L’intelligence en l’Homme

L’ego qui s’approprie ses pensées est toujours susceptible de se croire intelligent de la vie. Ainsi, cet ego non éveillé – partie de l’Homme qui vibre aux affluents mémoriels de la race – devient facilement victime de l’accumulation de connaissances en sa psyché. Ces connaissances ont préséance sur le réel en lui, car cet ego n’a pas la capacité de mettre à jour sa faille première, c’est-à-dire son incapacité à être intelligent seul.

Dans ce contexte, l’ego qui vit dans l’illusion de l’intelligence devient sujet à vivre de l’orgueil mental – car un ego qui se pense intelligent ne veut pas perdre son image qu’il se fait de lui-même, soit sa place sur le podium de son estime personnel. Il en résulte un individu qui se donne le beau jeu, et ceci devient un mécanisme qui recèle de son manque d’identité devant sa réalité intrinsèque. En bref, la psychologie de son mental est le voile qui l’empêche d’étudier sa faille, car cette dernière est sous l’emprise de son âme en quête d’expériences de vie.

L’ego qui se croit intelligent n’a pas de mesure réelle de son Intelligence, car il n’a pas la vibration pour la supporter. Sa psychologie de vie jumelée à différentes valeurs sociétales deviennent son mantra quotidien, au détriment de l’accès instantané qu’il pourrait avoir avec sa propre lumière, sa propre intelligence.

Pour avoir accès à une intelligence réelle, libre du connu, l’individu doit avoir suffisamment souffert des connaissances et de la vie, et ce, afin de ne plus accepter de se faire berner par différentes entités qui n’ont aucun intérêt à lui dévoiler les règles du jeu. Ainsi, armé d’une volonté de ne plus se faire limiter dans sa conscience, ce dernier arrache à l’invisible ce qu’il a besoin de savoir. Il a souffert de manière aigue de son ignorance face à la vie, face aux prémisses animiques qui l’ont longtemps voilé du réel, et son combat pour vivre son droit de vie libre est bien réel. Aucune spiritualité ne brime son discours, car il dépasse les formes psychologiques du discours appuyé sur le mémoriel pour enfin traiter directement avec les metteurs en scène, soit les différentes entités qui font partie de sa psyché. Dès lors, cet individu n’est plus la victime du scénario de la vie, car il utilise cette vie pour y arracher son identité propre. Il n’a donc plus recours aux attitudes psychologiques, que ce soit différentes formes d’acceptation, de positivisme ou autre, car sa parole face aux intrus en sa conscience est tranchante, sans équivoque ; il connaît les contours de son identité.

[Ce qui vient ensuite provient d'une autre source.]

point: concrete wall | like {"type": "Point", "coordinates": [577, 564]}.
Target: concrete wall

On reconnaît l’intelligence chez l’Homme par la vibration qu’il véhicule au travers sa parole. Autrement dit, du feu de sa parole émane une volonté sans équivoque de dénoncer tout ce qui pourrait créer une compression ou une constriction vis-à-vis sa liberté de conscience. Clairement, derrière ce feu existe un lien d’énergie, une fréquence de pulsation, avec la lumière. Cette réalité a une portée telle que cet Homme change le taux vibratoire de la Terre de par sa parole, car il utilise les circuits d’une dimension nouvelle pour la manifester – soit les circuits universels qui lient l’Homme aux globes intelligents.

L’intelligence se reconnaît aussi dans un ego qui a la capacité de constamment se réinventer. De s’autocensurer. De porter un regard neuf sur sa vie. De vivre à l’intérieur de sa volonté première, soit de demeurer libre en conscience. D’adapter ses actions en fonction du contexte. De respecter autrui… Ces mesures font partie de l’extension de la présence mentale de l’individu scient, de sa constance de vie, et non une extension de connaissances acquises.

Contrairement à la connaissance, le savoir réel ne s’accumule pas dans le mental inférieur humain. Le savoir s’intègre par expérience de vie, d’où l’incapacité à un ego de s’en approprier sans tomber dans le principe de la connaissance – donc sans retomber dans sa faille première, celle qui maintient l’ego dans ses anciens paramètres de petitesse d’esprit. Toucher au savoir est le résultat du besoin de liberté chez l’Homme et de sa confrontation avec l’invisible – donc le besoin de l’Homme de se savoir et de se définir. Voilà la fondation de l’Homme scient, l’Homme intelligent.